National gaming companies argue that there is no uniformity in the laws which differ from state to state. They also argue that while Indian companies are subject to tax laws, with a Bengaluru-based online gambling company being accused of the largest indirect demo notice in history – that of Rs 21,000 crore – companies registered in India. outside the country are exempt from the legislative framework.

Meanwhile, advertisements for these websites continue with disclaimers. For example, in December 2020, advertisements from offshore betting sites were shown during the live broadcast of cricket matches between India and Australia. Many use cricket and Bollywood stars for endorsement. The self-regulatory organization E-Gaming Federation (EGF) has demanded central regulation that will protect the interests of gamers and the industry.

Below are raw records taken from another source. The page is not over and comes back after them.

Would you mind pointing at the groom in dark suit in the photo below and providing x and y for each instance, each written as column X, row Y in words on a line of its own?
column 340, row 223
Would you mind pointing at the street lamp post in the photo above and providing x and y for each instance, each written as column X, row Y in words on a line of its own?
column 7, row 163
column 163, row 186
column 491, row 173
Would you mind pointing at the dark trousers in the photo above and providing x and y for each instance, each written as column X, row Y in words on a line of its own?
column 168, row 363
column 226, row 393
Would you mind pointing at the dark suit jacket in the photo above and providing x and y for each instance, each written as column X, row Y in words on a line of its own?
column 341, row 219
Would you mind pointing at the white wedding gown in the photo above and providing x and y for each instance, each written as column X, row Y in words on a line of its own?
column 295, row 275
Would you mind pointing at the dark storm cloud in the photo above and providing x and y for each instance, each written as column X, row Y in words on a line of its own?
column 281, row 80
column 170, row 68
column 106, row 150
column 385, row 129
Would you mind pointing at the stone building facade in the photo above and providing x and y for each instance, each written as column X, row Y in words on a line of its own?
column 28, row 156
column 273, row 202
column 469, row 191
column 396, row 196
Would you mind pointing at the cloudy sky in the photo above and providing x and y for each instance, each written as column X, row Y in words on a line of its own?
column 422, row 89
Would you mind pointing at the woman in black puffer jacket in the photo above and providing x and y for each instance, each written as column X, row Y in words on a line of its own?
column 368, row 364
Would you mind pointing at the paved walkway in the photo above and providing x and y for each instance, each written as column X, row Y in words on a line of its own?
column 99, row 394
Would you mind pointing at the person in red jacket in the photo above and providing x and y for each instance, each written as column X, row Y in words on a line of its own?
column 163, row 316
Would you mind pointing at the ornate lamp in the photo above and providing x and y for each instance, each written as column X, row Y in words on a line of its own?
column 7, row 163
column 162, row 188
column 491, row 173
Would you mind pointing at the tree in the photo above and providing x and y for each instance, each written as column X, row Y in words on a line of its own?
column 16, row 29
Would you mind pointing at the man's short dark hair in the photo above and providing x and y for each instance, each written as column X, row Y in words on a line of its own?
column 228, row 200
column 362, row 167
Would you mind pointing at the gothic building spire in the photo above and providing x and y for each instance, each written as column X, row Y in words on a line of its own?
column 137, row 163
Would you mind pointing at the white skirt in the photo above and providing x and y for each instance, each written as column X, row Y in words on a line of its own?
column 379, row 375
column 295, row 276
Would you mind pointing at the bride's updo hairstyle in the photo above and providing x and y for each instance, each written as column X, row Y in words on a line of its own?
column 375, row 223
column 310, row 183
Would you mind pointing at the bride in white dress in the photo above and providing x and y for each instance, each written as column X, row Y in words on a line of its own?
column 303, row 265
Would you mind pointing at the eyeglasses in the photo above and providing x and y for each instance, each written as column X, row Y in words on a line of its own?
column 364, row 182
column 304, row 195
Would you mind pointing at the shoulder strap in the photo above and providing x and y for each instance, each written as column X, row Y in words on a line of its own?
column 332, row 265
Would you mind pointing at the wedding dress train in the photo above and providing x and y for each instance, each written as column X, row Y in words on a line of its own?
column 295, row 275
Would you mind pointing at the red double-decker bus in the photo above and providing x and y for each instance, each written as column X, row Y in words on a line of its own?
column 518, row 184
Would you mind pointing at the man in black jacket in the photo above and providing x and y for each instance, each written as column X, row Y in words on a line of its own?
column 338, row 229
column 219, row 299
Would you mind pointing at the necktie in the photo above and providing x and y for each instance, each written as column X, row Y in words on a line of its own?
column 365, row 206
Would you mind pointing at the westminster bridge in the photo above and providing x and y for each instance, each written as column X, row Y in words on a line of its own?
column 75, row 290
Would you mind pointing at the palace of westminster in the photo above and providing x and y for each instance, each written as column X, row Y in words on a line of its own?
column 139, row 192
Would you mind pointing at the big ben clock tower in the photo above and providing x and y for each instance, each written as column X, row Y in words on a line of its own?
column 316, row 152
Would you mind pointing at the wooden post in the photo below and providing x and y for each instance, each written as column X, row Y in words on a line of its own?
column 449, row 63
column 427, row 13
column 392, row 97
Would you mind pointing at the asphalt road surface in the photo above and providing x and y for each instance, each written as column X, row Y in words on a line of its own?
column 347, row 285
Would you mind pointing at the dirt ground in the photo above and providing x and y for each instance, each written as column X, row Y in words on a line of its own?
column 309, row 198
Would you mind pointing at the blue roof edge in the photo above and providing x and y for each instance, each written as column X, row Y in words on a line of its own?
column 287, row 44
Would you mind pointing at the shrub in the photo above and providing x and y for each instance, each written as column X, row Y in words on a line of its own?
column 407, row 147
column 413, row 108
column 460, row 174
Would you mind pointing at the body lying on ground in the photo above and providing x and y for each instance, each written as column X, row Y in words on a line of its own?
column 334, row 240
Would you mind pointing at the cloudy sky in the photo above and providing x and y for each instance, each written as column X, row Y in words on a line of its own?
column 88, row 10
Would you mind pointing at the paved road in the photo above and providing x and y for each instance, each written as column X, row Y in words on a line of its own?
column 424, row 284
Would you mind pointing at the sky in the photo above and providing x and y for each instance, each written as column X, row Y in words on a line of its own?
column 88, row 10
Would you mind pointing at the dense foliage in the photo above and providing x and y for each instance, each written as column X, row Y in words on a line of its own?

“We understand that gaming is an immersive experience and players can go overboard, but bans are not the answer. We seek flexible regulation that will help the legitimate industry grow and also protect the interests of gamers,” said Sameer Barde, CEO of EGF. The federation has already implemented a code of conduct for its members which includes age limitation, limitation of time and money a player spends and KYC standards so that minors do not gamble. gambling. In August, the government set up a working group to define policy for the sector.

Technology and gaming lawyer Jay Sayta says all games should be regulated. “All games – whether skill-based or chance-based – should be regulated and taxed so that there is compliance, otherwise the industry will go underground and continue illegally.”